Ele argumenta que, como dois metros cúbicos de madeira são suficientes para toda a produção anual brasileira de arcos, ainda vai ser possível abastecer o mercado com estoques antigos, bem como através de outras fontes, como madeira de demolição.
"Na situação atual, mudar a classificação do pau-brasil do Apêndice 2 para o Apêndice 1 faria pouca diferença porque infelizmente o país não fez a lição de casa", analisa Haroldo de Lima.
Para ele, além de mapear melhor os estoques de madeira e proteger as populações naturais, falta investimento em pesquisa para saber se é possível propor o corte seletivo de forma sustentável, a exemplo do que é feito com outras árvores.
"Não adianta fazer apreensões pirotécnicas de madeira, como às vezes acontece, sem fazer tudo isso", afirma.
A decisão aprovada na COP do Panamá, após debates num grupo de trabalho, estabelece que os arcos finalizados no Brasil só poderão ser exportados pela primeira vez por meio de uma permissão emitida pela Cites (a decisão não se aplica a "reexportações", ou seja, a arcos fabricados no Brasil, vendidos para outro país e, depois disso, exportados novamente para um novo destino).

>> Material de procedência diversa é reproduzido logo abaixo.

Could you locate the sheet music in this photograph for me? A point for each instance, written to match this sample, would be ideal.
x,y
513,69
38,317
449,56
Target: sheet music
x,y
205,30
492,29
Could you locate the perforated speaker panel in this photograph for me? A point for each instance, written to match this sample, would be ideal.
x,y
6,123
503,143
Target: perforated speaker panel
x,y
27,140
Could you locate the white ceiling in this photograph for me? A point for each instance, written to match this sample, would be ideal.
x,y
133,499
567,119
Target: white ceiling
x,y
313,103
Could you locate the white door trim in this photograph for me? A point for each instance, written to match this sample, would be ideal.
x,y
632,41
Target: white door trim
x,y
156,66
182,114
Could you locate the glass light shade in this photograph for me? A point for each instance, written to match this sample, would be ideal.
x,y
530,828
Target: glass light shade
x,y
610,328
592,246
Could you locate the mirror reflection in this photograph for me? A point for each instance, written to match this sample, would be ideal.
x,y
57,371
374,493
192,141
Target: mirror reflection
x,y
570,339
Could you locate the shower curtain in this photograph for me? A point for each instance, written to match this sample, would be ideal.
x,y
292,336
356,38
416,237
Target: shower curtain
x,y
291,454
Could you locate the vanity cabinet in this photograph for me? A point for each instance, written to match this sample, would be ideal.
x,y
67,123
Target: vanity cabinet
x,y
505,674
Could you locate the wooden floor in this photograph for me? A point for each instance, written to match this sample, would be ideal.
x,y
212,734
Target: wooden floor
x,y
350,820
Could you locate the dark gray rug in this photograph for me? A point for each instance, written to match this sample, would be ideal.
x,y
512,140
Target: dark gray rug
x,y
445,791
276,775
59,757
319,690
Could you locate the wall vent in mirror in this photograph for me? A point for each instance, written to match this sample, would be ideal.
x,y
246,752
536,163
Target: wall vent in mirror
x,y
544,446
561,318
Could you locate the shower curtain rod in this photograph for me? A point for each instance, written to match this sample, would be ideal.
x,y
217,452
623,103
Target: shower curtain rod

Os países signatários da Cites e os grupos ligados à indústria da música também se comprometeram a fazer um mapeamento mais detalhado dos estoques legais de madeira, criar sistemas para rastrear instrumentos produzidos dentro da legislação e apoiar esforços para a conservação da espécie e a produção comercial sustentável de pau-brasil.
Em comunicado oficial, o Ibama afirmou que a permanência do pau-brasil no Apêndice 2 foi compensada "com uma anotação mais detalhada e restritiva que permita assegurar o controle do comércio das peças já produzidas e o combate ao tráfico e à extração ilegal".